WASHINGTON (AP) — The Supreme Court is telling a lower court to take another look at a case in which the lower court upheld a New York regulation requiring health insurance plans to cover abortions. The regulation exempts certain religious organizations.
In a brief order Monday the high court vacated the lower court’s ruling and sent the case back to be reconsidered in light of a case the Supreme Court decided earlier this year involving religious freedom issues. It is not uncommon for the high court to order a lower court to revisit a case when an intervening Supreme Court decision could affect a lower court’s thinking on the issue.

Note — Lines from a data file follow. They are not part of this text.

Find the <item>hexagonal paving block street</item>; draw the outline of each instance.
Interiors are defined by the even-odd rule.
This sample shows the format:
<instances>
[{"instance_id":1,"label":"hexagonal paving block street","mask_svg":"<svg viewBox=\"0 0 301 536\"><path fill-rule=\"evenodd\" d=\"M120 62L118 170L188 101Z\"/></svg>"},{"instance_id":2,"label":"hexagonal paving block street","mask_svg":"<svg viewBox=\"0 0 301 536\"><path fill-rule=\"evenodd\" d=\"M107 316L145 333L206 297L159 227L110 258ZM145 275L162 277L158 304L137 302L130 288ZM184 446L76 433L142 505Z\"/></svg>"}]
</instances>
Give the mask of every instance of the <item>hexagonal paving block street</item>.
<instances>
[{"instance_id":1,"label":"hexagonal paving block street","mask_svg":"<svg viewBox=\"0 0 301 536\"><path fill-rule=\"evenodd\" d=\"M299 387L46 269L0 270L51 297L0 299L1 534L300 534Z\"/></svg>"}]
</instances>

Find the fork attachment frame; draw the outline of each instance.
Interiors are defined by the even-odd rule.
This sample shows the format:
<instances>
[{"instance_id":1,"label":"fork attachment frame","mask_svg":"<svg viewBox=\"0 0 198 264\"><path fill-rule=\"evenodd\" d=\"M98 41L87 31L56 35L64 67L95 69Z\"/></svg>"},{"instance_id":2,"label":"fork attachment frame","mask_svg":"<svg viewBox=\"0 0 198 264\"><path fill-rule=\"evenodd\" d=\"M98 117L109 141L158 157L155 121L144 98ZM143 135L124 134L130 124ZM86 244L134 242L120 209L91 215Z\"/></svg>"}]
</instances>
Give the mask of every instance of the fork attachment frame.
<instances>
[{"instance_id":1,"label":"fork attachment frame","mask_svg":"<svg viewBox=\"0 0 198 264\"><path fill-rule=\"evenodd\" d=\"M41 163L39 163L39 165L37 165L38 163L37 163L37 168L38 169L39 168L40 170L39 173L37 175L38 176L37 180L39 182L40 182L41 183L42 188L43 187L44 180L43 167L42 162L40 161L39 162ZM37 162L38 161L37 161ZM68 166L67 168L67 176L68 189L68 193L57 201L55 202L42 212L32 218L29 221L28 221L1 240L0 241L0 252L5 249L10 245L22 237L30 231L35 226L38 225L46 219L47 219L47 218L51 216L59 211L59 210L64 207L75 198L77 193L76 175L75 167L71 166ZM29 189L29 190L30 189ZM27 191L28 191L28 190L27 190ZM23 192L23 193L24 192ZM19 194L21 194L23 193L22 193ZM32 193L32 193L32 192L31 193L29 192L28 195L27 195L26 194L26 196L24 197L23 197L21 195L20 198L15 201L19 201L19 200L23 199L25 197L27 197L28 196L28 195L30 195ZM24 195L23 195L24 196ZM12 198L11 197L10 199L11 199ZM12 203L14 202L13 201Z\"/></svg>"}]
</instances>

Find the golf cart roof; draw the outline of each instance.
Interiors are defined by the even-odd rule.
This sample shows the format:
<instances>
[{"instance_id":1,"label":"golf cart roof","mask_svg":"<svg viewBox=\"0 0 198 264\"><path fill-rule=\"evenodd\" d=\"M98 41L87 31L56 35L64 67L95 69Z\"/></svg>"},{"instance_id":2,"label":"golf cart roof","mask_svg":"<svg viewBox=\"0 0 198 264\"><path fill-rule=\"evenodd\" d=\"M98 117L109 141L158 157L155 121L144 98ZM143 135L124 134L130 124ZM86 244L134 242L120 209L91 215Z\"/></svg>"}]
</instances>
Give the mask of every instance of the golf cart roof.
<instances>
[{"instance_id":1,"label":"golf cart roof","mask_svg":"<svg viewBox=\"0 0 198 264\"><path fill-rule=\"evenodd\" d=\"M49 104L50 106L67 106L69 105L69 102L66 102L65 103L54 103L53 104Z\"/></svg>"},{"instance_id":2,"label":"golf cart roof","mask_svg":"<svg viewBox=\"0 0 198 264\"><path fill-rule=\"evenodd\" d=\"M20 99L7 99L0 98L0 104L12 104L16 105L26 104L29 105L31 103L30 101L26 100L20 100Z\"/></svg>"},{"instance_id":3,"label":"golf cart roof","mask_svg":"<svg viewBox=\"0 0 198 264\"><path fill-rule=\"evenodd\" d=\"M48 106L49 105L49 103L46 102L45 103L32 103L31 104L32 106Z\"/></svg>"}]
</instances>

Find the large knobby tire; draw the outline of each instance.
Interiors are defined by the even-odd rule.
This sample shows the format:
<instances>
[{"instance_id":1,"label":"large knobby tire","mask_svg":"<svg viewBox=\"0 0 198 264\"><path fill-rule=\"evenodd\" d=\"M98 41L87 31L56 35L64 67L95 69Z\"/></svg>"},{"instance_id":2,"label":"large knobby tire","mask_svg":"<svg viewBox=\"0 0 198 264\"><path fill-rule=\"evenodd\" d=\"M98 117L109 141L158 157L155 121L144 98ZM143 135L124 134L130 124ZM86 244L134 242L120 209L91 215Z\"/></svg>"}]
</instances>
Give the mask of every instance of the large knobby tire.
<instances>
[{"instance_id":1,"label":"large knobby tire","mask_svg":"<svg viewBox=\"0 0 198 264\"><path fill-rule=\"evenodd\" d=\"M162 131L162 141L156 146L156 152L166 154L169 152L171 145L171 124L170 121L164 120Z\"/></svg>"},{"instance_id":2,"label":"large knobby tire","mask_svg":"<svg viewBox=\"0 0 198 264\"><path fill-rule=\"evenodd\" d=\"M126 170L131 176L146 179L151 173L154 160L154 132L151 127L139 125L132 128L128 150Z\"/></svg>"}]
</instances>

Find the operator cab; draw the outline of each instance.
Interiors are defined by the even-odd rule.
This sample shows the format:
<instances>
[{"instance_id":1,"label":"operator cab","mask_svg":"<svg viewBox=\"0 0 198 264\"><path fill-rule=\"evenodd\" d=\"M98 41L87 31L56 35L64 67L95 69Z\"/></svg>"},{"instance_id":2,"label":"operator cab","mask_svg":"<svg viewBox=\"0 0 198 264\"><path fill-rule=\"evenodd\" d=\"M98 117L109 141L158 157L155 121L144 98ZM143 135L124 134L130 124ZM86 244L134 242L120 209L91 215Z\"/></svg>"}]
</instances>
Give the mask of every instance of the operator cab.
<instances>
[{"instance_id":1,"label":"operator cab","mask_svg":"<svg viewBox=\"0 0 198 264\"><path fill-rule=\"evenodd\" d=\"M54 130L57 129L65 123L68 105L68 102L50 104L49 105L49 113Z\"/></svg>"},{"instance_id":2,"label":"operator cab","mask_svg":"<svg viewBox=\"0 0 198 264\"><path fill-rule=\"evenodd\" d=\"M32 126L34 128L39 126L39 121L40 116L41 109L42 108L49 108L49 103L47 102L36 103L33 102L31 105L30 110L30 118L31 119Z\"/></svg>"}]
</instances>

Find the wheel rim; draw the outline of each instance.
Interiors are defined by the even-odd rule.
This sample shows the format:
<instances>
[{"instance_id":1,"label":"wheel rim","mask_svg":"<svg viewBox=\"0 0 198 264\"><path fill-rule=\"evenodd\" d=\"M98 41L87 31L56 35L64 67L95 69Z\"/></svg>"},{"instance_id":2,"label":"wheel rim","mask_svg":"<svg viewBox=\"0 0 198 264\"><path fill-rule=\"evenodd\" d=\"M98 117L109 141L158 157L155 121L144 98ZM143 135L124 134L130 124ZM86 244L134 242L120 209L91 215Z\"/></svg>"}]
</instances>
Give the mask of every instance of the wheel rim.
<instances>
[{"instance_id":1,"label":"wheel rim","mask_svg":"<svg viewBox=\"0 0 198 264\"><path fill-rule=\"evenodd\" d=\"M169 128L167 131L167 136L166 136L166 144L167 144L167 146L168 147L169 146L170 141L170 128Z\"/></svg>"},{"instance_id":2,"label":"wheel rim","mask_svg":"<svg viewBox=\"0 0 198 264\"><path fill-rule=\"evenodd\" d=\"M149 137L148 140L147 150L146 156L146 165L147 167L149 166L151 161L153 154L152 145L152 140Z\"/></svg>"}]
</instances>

Three justices — Clarence Thomas, Samuel Alito and Neil Gorsuch — said the high court should have heard the case rather than sending it back.
New York says its 2017 regulation made explicit what had previously been implicit: that health insurance policies issued in the state must cover “medically necessary abortion services.” Challengers to the regulation say religious groups whose “purpose” is to promote religious values and who employ and serve primarily people of the same religion are exempt. But they say the regulation requires religious organizations to cover abortions if they have a broader religious mission or “if they employ or serve people regardless of their faith.”
A group of religious organizations sued, arguing that the mandate violates the Constitution by imposing “severe burdens on their religious exercise.” Two lower courts had sided with the state.